Re: [PATCH] PCI: mvebu: Use devm_request_irq() for registering interrupt handler
From: Marc Zyngier
Date: Thu Jun 23 2022 - 16:31:44 EST
Hi Bjorn,
On Thu, 23 Jun 2022 17:49:42 +0100,
Bjorn Helgaas <helgaas@xxxxxxxxxx> wrote:
>
> [+cc Marc, IRQ affinity vs chained IRQ handlers]
>
> On Thu, Jun 23, 2022 at 06:32:40PM +0200, Pali Rohár wrote:
> > On Thursday 23 June 2022 11:27:47 Bjorn Helgaas wrote:
> > > On Tue, May 24, 2022 at 02:28:17PM +0200, Pali Rohár wrote:
> > > > Same as in commit a3b69dd0ad62 ("Revert "PCI: aardvark: Rewrite
> > > > IRQ code to chained IRQ handler"") for pci-aardvark driver, use
> > > > devm_request_irq() instead of chained IRQ handler in pci-mvebu.c
> > > > driver.
> > > >
> > > > This change fixes affinity support and allows to pin interrupts
> > > > from different PCIe controllers to different CPU cores.
> > >
> > > Several other drivers use irq_set_chained_handler_and_data(). Do
> > > any of them need similar changes?
> >
> > I do not know. This needs testing on HW which use those other
> > drivers.
> >
> > > The commit log suggests that using chained IRQ handlers breaks
> > > affinity support. But perhaps that's not the case and the real
> > > culprit is some other difference between mvebu and the other
> > > drivers.
> >
> > It is possible. But similar patch (revert; linked below) was
> > required for aardvark. I tested same approach on mvebu and it fixed
> > affinity support.
>
> This feels like something we should understand better. If
> irq_set_chained_handler_and_data() is a problem for affinity, we
> should fix it across the board in all the drivers at once.
>
> If the real problem is something different, we should figure that out
> and document it in the commit log.
>
> I cc'd Marc in case he has time to educate us.
Thanks for roping me in.
The problem of changing affinities for chained (or multiplexing)

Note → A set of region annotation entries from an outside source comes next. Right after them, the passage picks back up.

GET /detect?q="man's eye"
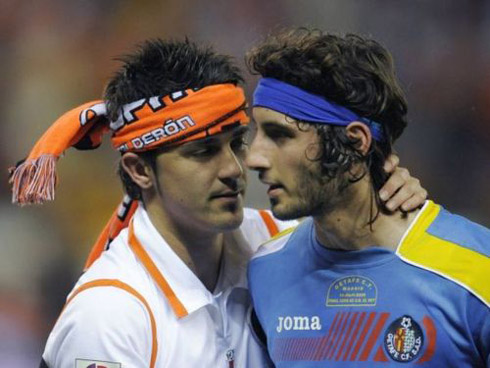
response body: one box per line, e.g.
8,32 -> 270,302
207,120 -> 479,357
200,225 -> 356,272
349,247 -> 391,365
190,146 -> 218,157
265,129 -> 293,140
231,137 -> 248,151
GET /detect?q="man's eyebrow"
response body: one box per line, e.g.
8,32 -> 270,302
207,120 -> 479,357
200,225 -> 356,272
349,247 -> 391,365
232,125 -> 250,137
261,120 -> 295,130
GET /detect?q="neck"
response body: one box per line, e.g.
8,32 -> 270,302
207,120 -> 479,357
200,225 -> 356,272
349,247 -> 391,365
145,201 -> 223,291
314,176 -> 418,251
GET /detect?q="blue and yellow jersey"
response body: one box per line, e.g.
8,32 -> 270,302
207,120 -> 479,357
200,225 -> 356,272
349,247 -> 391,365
249,201 -> 490,368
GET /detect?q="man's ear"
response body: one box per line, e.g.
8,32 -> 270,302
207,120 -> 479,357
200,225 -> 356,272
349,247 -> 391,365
121,152 -> 153,189
345,121 -> 372,156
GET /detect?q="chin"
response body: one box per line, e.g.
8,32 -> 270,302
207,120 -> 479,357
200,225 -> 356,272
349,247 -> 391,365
271,201 -> 313,220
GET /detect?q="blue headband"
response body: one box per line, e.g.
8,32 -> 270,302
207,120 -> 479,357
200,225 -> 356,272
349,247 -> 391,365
253,78 -> 383,141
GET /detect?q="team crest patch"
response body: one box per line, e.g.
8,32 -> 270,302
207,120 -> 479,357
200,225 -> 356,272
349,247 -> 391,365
75,359 -> 122,368
325,276 -> 378,307
384,315 -> 424,363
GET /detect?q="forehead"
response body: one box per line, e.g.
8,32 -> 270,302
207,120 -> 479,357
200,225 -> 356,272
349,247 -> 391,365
180,124 -> 249,147
252,107 -> 294,125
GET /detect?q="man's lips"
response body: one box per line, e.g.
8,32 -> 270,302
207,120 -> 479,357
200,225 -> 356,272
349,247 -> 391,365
211,190 -> 243,199
267,184 -> 284,196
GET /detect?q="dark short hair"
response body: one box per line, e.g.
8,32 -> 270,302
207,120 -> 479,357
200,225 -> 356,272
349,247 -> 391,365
104,38 -> 243,199
246,28 -> 407,223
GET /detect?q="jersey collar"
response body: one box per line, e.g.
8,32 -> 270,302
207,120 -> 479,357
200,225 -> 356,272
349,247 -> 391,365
128,204 -> 249,318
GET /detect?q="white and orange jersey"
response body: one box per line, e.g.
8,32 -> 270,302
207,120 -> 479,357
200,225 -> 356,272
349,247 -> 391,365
43,206 -> 295,368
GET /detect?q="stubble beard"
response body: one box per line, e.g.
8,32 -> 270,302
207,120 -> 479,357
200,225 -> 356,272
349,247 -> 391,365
270,165 -> 349,220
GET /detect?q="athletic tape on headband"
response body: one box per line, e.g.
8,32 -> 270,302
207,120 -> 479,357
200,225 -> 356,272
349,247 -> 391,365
253,78 -> 383,141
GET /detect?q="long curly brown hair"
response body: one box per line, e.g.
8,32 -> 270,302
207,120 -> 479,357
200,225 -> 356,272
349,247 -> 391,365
246,28 -> 407,224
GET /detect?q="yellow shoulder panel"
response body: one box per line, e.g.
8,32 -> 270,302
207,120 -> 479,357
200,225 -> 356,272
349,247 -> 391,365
397,201 -> 490,307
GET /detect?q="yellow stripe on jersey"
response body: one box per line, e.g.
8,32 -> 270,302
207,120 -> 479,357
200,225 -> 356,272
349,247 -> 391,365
397,201 -> 490,307
262,226 -> 296,245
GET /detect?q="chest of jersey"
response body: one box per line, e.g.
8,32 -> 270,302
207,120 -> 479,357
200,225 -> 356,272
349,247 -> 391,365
265,265 -> 484,368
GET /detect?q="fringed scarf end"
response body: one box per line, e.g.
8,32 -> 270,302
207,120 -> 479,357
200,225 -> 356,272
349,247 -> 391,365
9,155 -> 58,206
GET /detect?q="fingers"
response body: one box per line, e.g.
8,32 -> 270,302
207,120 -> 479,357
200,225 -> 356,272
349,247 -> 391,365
400,189 -> 427,212
383,153 -> 400,174
379,167 -> 410,201
386,178 -> 427,211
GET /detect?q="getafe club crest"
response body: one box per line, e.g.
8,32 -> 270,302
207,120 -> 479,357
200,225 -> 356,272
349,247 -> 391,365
384,315 -> 424,363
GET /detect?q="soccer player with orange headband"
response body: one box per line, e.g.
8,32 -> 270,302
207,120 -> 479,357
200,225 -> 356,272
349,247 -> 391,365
11,40 -> 425,368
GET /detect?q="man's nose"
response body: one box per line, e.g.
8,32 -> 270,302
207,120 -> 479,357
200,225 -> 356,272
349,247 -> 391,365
245,134 -> 270,171
220,147 -> 245,179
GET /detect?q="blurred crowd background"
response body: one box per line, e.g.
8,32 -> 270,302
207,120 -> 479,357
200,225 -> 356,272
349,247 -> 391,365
0,0 -> 490,367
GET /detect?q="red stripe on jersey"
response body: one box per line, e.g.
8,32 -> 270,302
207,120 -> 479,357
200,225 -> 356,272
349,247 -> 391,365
328,312 -> 351,360
359,313 -> 390,362
350,312 -> 376,362
417,316 -> 437,364
313,312 -> 339,360
335,312 -> 359,360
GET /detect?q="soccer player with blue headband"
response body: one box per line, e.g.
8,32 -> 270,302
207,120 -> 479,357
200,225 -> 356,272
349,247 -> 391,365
246,29 -> 490,368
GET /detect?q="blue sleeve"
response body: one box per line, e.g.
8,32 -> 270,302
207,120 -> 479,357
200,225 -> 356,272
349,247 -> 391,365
467,297 -> 490,368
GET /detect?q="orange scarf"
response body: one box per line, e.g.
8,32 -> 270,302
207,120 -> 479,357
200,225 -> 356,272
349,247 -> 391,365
10,84 -> 249,267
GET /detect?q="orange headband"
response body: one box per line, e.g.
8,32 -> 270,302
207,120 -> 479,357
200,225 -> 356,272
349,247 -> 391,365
10,84 -> 249,205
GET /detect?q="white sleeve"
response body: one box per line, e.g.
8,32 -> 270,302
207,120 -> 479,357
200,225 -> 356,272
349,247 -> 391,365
43,287 -> 153,368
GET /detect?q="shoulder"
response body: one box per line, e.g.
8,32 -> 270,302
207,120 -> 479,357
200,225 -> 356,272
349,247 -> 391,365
43,232 -> 156,368
240,208 -> 298,251
43,279 -> 155,367
252,227 -> 296,260
397,202 -> 490,307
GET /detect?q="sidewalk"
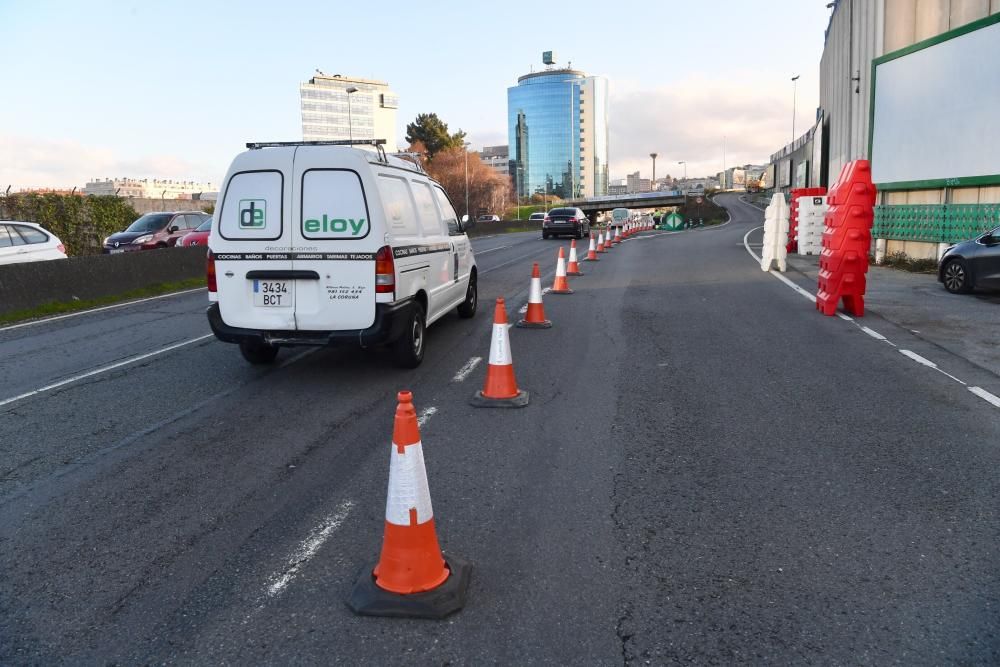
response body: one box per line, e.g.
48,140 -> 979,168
788,254 -> 1000,376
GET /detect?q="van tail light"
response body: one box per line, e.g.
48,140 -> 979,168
205,250 -> 219,292
375,245 -> 396,294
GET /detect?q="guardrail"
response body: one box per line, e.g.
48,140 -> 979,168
0,246 -> 205,315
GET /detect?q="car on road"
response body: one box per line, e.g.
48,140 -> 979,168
938,227 -> 1000,294
0,220 -> 66,264
177,218 -> 212,248
102,211 -> 210,255
207,141 -> 478,368
542,208 -> 590,239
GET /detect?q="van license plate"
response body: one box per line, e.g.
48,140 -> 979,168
253,280 -> 295,308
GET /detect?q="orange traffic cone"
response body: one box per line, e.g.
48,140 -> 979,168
471,297 -> 528,408
549,248 -> 573,294
347,391 -> 472,618
566,239 -> 583,276
587,233 -> 601,262
517,262 -> 552,329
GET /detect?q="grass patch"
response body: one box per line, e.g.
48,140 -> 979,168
879,252 -> 937,274
0,277 -> 205,324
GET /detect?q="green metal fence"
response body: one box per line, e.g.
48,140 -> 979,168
872,204 -> 1000,243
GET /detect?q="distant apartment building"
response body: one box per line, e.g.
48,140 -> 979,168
299,70 -> 399,152
625,172 -> 652,193
479,146 -> 510,176
83,178 -> 218,199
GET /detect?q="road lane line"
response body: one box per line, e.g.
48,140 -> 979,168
417,405 -> 437,426
0,287 -> 207,333
969,387 -> 1000,408
0,334 -> 215,407
267,500 -> 354,598
451,357 -> 483,382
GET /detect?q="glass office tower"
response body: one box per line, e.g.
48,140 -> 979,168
507,69 -> 608,204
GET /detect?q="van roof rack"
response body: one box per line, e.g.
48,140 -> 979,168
247,139 -> 385,161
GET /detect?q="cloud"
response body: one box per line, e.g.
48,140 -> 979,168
609,74 -> 815,178
0,135 -> 226,191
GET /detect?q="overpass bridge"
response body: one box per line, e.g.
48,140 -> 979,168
560,190 -> 685,220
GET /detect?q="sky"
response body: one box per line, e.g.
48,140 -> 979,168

interrupts is, to make it short, that it breaks the existing userspace
ABI that a change in affinity affects only the interrupt userspace
acts upon, and no other. Which is why we don't expose any affinity
setting for such an interrupt, as by definition changing its affinity
affects all the interrupts that are muxed onto it.
By turning a chained interrupt into a normal handler, people work
around the above rule and break the contract the kernel has with
userspace.
Do I think this is acceptable? No. Can something be done about this?
Maybe.
Marek asked this exact question last month[1], and I gave a detailed
explanation of what could be done to improve matters, allowing this to
happen as long as userspace is made aware of the effects, which means
creating a new userspace ABI.
I would rather see people work on a proper solution than add bad hacks
that only work in environments where the userspace ABI can be safely
ignored, such as on an closed, embedded device.
HTH,
M.
[1] https://lore.kernel.org/all/20220502102137.764606ee@thinkpad/
--
Without deviation from the norm, progress is not possible.